Morire, rinascere e ricominciare da Zero
Su "Noi Donne" intervista a Mihaela Chirita, infermiera dell'INMP
"Mi ricordo bene cosa significa essere clandestini e vivere con la paura di essere arrestati"
di Cecilia Dalla Negra
Mihaela Chirita, 33 anni, è una delle infermeire che svolgono un lavoro prezioso all'INMP (Istituto Nazionale per la promozione della salute delle popolazioni Migranti e per il contrasto delle malattie della Povertà) presso l'ospedale San Gallicano di Roma. Un luogo dove mondi, lingue e culture si incontrano e si intrecciano in un mosaico complesso e colorato. È arrivata in Italia dalla Romania 10 anni fa, per raggiungere un marito dal quale ha poi divorziato. Per "morire, rinascere e ricominciare da zero" ha dovuto imparare una nuova lingua, lavorare, studiare. E lottare contro il pregiudizio di un Paese in cui troppo spesso l'assimilazione tra donna straniera e prostituta è scontata.

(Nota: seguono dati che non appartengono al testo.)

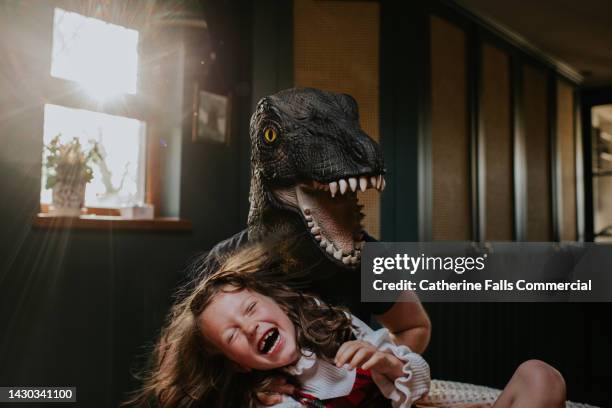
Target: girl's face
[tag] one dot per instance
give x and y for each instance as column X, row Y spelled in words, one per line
column 250, row 329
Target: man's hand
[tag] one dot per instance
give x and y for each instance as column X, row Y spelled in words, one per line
column 273, row 395
column 360, row 354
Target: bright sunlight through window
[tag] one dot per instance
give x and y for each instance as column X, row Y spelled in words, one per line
column 119, row 178
column 102, row 57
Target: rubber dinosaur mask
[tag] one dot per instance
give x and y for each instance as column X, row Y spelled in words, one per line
column 309, row 160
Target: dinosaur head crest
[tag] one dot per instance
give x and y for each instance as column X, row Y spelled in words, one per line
column 310, row 158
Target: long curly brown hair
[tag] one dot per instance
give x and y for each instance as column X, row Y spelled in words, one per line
column 188, row 371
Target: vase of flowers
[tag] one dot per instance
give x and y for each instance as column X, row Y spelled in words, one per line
column 68, row 170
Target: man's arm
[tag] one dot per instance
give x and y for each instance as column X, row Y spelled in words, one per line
column 408, row 322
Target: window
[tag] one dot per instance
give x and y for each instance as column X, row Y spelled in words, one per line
column 102, row 58
column 118, row 179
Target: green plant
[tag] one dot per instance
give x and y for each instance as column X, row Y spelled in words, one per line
column 69, row 162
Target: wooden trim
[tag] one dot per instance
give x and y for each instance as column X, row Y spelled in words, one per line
column 476, row 134
column 580, row 180
column 519, row 157
column 115, row 223
column 556, row 202
column 44, row 209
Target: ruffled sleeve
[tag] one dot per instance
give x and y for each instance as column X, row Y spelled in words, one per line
column 414, row 384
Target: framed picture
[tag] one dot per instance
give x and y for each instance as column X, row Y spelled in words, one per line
column 211, row 117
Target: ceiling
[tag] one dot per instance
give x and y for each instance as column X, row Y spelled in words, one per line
column 578, row 33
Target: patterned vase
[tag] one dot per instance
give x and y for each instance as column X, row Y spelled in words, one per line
column 68, row 199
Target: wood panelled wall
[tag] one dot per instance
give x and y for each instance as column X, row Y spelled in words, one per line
column 449, row 133
column 497, row 203
column 495, row 116
column 336, row 48
column 566, row 162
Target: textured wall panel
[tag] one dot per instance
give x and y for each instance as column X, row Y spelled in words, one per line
column 451, row 214
column 566, row 151
column 336, row 48
column 497, row 139
column 535, row 114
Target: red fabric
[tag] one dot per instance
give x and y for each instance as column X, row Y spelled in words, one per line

Una donna forte, determinata, che oggi rivendica con vigore il proprio percorso.
Mihaela, quanto è difficile trovarsi sola in un paese straniero alla ricerca dell'integrazione?
Tantissimo, soprattutto per riuscire a realizzare i propri obiettivi andando avanti dignitosamente, senza accettare compromessi. (...)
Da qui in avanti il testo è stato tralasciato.